In a 1993 concurring opinion, Justice Antonin Scalia wrote, “Like some ghoul in a late-night horror movie that repeatedly sits up in its grave and shuffles abroad after being repeatedly killed and buried, Lemon stalks our establishment clause jurisprudence once again, frightening the little children and school attorneys.” The Lemon Test is an excellent example of the chilling effect that some kinds of court decisions can have on our public life. Since then, schools administrators, teachers and attorneys have gone out of their way to make sure that religion has absolutely no place in public schools.
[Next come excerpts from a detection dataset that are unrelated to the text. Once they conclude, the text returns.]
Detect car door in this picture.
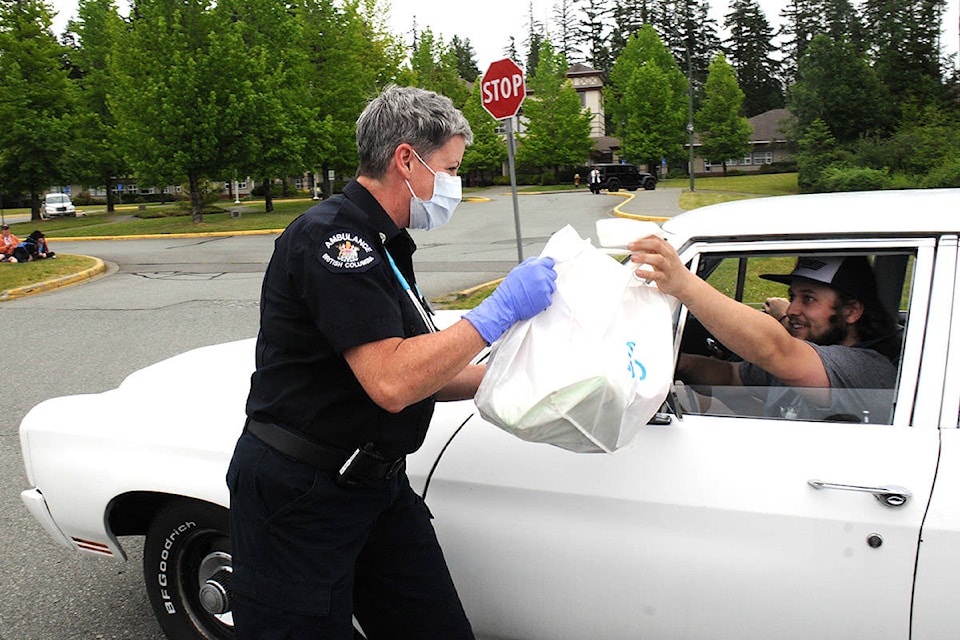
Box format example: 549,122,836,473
427,238,940,640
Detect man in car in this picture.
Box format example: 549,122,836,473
227,87,556,640
629,237,899,421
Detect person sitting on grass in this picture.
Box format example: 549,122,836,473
13,231,57,262
0,224,20,262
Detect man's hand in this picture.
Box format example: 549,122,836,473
463,258,557,344
627,236,701,306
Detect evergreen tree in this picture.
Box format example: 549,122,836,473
110,0,252,223
0,0,76,220
298,0,404,195
787,34,890,143
460,79,507,186
604,25,689,167
610,0,651,59
797,118,842,193
503,36,520,64
68,0,129,213
410,29,466,107
780,0,820,84
781,0,866,82
660,0,721,105
724,0,784,118
517,39,593,174
450,36,480,81
578,0,611,71
216,0,308,213
696,54,753,175
863,0,946,105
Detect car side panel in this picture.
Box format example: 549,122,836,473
428,416,937,640
911,429,960,640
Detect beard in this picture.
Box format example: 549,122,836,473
807,313,850,347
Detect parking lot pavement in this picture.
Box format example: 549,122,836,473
611,186,683,219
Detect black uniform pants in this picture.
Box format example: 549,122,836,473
227,433,473,640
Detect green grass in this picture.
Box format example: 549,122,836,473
0,173,797,302
0,254,97,291
659,173,799,196
0,198,315,240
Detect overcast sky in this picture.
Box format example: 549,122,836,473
53,0,960,72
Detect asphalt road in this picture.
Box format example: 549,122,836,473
0,190,677,640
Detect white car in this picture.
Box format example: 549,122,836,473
43,193,77,218
20,190,960,640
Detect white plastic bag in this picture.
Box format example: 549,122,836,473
476,226,673,453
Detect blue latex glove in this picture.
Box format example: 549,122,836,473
463,258,557,344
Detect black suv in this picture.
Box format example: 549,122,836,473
588,162,657,191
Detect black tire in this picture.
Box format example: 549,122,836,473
143,501,233,640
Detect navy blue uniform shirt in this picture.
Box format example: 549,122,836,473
247,180,435,458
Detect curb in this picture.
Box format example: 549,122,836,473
607,191,670,222
47,229,283,243
0,256,107,302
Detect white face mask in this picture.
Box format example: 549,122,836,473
407,151,463,231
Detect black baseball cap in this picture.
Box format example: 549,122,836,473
760,256,877,303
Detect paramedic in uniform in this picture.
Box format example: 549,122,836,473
227,86,556,640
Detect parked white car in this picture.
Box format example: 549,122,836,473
20,190,960,640
43,193,77,218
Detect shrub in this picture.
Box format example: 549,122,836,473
923,158,960,189
540,171,557,186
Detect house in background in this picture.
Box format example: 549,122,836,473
567,63,620,164
693,109,793,176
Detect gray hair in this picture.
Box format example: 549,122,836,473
357,85,473,178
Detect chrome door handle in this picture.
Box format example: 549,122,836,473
807,480,913,507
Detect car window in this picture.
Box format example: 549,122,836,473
673,249,915,424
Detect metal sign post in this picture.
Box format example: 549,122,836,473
506,118,523,264
480,58,527,263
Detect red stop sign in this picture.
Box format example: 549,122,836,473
480,58,527,120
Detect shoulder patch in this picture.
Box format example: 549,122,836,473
318,230,381,273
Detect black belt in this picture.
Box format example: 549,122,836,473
247,419,405,484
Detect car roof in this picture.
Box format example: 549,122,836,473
662,189,960,246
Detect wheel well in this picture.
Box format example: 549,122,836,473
107,491,223,536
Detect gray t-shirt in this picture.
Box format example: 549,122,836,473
740,343,897,424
From preventing children from reading Bible stories in elementary school classes to prohibiting prayer before athletic events, the Lemon Test has helped to make the so-called "wall of separation" one of the best known parts of the Constitution that's not in the Constitution.

Last week, the New York City Council voted by a margin of 38 to 11 to support the off-hours use of public school buildings by religious groups. The council has no power to do do anything about what is now a 17-year-long court controversy over whether this is a violation of the Establishment clause. But they asked the governor and the legislature to pass legislation supporting this practice. 

In a statement typical of the attitude of our country's secular elites since the Lemon Test, the New York Times editorialized on this topic, "This misguided idea could turn public schools into houses of worship, essentially funded by city government." Really? Because bible study groups are allowed to meet on school grounds, the schools will effectively be publicly funded churches? When any other organization is allowed to meet on school grounds, does that happen? 

As one city councilman told the Daily News, “(Churches) are not asking for free space, they’re asking for equal treatment just like every other nonprofit.” In the 30 years since the Lemon Test, many school districts have decided this is asking too much.